Hi, everybody. I have question. 350-001 is an old exam. 400-101 is a new exam. Are questions and answers CCIE R&S v5 Written on the top of page 400-101 or no? Thanks.
Back to now prepare for CCIE written
same question as JKD bro.
Q2, please can someone clarify:
the exhibit for Fa0/1 shows “Administrative Native VLAN tagging: enabled” doesn’t this statement mean that port 2 will tag traffic native vlan? since it says it is enabled? And if the native vlan 3 is tagged and not in allowed vlan, then vlan 3 will not pass over the trunk?
for Q2
Administrative Mode: trunk
Operational Mode: trunk
for Q1
Administrative Mode: dynamic auto
Operational Mode: static access
Your answer is wrong for question 2. The reason why is because of the “Trunking VLANs Enabled: 4-100” command. If you then tag any traffic with VLAN 3 over the trunk, the frame will not be allowed to actually traverse the trunk. It’s one of the ways to secure a switch. Where you tag the native vlan with say 100, and then remove vlan 100 from the vlan allowed list on the trunk itself. This means any untagged frames will always be tagged with VLAN 100, but never be allowed to traverse the trunk.

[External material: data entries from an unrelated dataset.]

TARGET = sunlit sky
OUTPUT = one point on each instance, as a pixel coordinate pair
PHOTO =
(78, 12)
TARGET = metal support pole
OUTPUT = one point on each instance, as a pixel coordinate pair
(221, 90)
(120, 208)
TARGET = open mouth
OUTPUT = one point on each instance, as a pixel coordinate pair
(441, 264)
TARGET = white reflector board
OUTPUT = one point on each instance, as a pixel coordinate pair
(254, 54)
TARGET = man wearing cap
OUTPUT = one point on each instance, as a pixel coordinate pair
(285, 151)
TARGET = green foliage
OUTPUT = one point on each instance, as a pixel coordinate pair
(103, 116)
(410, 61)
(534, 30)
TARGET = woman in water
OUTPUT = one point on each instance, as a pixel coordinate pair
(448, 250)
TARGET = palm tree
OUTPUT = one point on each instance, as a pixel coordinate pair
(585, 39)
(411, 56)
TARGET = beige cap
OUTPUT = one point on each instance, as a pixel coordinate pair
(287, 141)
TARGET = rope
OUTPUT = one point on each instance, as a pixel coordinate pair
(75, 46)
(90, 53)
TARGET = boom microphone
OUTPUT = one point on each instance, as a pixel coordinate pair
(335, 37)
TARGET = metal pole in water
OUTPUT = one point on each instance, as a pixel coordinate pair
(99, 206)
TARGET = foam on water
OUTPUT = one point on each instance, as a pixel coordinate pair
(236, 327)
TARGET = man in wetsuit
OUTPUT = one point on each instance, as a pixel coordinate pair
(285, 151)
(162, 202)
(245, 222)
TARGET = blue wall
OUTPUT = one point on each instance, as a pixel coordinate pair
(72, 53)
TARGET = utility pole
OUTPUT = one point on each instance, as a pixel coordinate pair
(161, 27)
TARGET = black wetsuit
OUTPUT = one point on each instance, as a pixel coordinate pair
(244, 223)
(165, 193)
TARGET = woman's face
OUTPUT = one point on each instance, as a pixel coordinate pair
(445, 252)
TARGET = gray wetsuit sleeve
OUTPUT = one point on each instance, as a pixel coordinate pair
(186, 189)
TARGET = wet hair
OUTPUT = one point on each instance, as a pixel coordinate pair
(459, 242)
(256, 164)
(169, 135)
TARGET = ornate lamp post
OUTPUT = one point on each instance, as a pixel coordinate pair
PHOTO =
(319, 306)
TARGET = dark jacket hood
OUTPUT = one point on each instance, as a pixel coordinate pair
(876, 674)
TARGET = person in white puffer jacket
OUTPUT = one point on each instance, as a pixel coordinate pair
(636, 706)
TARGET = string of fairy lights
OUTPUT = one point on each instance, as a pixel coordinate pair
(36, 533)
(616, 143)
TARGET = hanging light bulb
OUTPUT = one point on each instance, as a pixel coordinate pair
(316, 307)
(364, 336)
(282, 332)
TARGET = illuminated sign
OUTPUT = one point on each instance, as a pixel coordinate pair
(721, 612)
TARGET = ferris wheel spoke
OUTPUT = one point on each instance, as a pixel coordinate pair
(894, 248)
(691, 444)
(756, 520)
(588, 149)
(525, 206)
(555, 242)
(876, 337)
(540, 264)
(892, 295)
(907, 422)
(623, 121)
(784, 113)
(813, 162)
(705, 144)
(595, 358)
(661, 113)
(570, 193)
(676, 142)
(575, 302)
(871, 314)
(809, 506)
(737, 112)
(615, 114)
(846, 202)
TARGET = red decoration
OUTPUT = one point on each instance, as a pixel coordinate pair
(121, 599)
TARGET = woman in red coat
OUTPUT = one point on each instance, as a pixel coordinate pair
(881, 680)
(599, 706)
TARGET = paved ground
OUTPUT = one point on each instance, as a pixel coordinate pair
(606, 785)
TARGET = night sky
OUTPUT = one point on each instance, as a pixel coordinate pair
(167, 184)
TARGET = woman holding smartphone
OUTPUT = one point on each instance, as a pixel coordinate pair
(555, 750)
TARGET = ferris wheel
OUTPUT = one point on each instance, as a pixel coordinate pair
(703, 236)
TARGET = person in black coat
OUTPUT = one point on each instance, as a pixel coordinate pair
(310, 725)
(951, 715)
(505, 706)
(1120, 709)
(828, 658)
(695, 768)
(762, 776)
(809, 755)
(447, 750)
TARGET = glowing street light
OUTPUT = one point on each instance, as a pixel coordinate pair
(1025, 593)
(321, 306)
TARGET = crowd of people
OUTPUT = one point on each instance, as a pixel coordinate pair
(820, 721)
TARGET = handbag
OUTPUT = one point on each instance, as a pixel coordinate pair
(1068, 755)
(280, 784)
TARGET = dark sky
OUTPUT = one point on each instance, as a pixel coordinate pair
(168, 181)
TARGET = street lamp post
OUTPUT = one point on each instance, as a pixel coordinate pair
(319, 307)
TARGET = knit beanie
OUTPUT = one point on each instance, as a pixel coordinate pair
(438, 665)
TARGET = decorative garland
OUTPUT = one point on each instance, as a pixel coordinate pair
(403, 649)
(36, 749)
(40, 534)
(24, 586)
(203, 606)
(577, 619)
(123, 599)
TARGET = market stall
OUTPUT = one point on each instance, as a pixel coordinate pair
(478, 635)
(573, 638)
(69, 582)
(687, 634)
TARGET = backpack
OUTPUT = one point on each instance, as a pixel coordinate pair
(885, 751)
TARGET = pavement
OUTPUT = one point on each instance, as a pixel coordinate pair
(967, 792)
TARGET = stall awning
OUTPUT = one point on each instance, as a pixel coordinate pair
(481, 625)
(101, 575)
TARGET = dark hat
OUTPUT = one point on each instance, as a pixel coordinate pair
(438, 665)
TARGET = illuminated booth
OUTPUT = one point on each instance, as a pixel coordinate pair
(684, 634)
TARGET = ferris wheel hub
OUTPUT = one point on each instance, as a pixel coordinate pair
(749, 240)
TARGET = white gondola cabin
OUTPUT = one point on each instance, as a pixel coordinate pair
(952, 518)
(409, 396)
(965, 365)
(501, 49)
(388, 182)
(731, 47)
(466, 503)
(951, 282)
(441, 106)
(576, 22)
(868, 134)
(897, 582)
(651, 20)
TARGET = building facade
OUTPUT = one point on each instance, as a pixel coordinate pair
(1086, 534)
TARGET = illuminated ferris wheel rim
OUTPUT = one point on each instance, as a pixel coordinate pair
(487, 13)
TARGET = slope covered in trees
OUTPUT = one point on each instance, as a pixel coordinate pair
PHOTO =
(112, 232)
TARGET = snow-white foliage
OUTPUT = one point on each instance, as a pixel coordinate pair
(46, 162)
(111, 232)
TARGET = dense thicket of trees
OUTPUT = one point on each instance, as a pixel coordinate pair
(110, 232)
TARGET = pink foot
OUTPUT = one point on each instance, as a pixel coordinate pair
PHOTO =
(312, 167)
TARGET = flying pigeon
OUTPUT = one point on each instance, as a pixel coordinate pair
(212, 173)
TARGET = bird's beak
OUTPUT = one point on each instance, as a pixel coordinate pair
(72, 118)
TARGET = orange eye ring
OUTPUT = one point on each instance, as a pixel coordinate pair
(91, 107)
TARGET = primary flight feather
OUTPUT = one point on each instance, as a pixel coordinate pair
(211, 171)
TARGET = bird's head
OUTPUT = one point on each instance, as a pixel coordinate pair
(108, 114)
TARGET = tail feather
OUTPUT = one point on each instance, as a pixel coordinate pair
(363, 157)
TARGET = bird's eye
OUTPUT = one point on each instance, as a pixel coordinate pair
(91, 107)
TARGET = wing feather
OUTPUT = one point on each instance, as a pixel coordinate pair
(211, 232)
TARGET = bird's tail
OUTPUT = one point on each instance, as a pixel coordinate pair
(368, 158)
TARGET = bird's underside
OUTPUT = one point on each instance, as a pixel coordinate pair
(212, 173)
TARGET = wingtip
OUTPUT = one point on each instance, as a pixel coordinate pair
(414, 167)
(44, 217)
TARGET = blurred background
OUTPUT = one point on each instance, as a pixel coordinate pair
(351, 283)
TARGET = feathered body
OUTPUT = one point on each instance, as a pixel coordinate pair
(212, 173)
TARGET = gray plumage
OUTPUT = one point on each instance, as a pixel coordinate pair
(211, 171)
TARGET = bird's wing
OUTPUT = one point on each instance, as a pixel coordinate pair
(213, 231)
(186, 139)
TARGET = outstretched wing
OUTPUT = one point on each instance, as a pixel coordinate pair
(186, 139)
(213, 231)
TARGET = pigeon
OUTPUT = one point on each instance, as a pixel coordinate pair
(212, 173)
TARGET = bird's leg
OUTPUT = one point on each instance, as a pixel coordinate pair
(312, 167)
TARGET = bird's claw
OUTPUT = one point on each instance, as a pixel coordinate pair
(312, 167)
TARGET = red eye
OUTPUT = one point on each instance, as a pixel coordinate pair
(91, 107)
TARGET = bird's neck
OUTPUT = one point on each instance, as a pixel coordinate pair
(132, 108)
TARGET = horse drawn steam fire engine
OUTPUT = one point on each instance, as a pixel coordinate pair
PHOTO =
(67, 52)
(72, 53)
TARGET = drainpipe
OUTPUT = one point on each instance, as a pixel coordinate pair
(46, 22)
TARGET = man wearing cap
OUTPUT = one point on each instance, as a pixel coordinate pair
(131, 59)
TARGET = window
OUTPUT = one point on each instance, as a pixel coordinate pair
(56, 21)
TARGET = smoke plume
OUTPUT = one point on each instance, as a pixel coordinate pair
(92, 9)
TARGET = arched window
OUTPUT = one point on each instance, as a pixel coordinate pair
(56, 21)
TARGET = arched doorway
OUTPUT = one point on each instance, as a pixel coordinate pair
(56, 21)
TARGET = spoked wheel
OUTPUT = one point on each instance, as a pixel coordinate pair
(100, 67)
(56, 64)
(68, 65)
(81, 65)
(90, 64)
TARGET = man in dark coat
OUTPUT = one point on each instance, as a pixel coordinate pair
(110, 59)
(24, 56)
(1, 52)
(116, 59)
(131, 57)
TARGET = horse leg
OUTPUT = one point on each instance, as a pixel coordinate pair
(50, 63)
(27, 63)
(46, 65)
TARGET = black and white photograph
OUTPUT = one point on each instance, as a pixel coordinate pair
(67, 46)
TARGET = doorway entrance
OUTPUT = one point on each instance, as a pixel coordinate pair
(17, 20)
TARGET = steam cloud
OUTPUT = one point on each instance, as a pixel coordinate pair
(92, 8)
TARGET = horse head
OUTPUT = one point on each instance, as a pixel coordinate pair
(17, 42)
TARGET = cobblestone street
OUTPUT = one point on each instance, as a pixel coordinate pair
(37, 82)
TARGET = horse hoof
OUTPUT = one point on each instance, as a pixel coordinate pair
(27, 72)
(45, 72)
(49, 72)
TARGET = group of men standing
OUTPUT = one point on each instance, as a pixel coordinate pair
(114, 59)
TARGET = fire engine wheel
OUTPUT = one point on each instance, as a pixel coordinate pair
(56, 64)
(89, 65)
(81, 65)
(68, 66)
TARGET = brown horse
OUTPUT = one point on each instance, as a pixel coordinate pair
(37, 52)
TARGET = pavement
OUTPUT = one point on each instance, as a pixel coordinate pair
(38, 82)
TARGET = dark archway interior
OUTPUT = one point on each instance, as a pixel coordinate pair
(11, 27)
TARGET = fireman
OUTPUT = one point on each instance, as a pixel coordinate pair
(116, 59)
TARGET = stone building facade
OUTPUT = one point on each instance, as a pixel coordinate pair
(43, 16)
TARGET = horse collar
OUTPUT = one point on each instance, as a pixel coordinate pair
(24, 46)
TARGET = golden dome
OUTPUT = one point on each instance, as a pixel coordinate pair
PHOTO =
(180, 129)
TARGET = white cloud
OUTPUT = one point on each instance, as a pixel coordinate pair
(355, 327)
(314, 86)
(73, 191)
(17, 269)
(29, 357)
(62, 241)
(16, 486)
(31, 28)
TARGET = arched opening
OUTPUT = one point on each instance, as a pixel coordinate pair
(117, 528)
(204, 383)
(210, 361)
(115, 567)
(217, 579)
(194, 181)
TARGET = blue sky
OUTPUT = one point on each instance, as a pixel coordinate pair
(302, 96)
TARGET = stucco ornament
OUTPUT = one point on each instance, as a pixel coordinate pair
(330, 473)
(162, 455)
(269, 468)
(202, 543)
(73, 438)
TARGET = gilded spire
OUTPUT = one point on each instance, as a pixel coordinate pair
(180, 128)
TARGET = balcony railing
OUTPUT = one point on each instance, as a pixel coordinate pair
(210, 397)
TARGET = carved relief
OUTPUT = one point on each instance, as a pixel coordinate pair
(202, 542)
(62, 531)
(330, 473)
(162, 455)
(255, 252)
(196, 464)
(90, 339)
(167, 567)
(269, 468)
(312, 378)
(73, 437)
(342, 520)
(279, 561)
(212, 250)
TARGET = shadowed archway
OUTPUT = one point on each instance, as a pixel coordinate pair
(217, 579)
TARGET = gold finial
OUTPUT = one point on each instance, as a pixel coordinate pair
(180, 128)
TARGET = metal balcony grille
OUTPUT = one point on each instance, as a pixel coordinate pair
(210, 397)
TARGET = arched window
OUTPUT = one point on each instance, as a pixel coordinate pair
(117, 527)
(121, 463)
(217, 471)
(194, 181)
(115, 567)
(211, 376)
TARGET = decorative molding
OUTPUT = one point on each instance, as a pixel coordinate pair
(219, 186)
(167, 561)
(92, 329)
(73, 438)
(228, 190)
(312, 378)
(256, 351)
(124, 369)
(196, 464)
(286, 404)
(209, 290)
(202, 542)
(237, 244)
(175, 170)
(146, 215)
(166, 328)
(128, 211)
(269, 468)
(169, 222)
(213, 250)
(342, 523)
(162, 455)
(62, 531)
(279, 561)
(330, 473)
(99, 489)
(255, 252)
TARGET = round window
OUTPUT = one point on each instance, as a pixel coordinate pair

I am also planning for CCIE written exam R&S tell me the latest dumps Version
@Allen-Why should PC be using native vlan in the first place?
The outcome of your findings is ok and normal.
However, the answer and explanation for Q2 is very sweet and correct.
All the best guy please come share with us the experience after writing.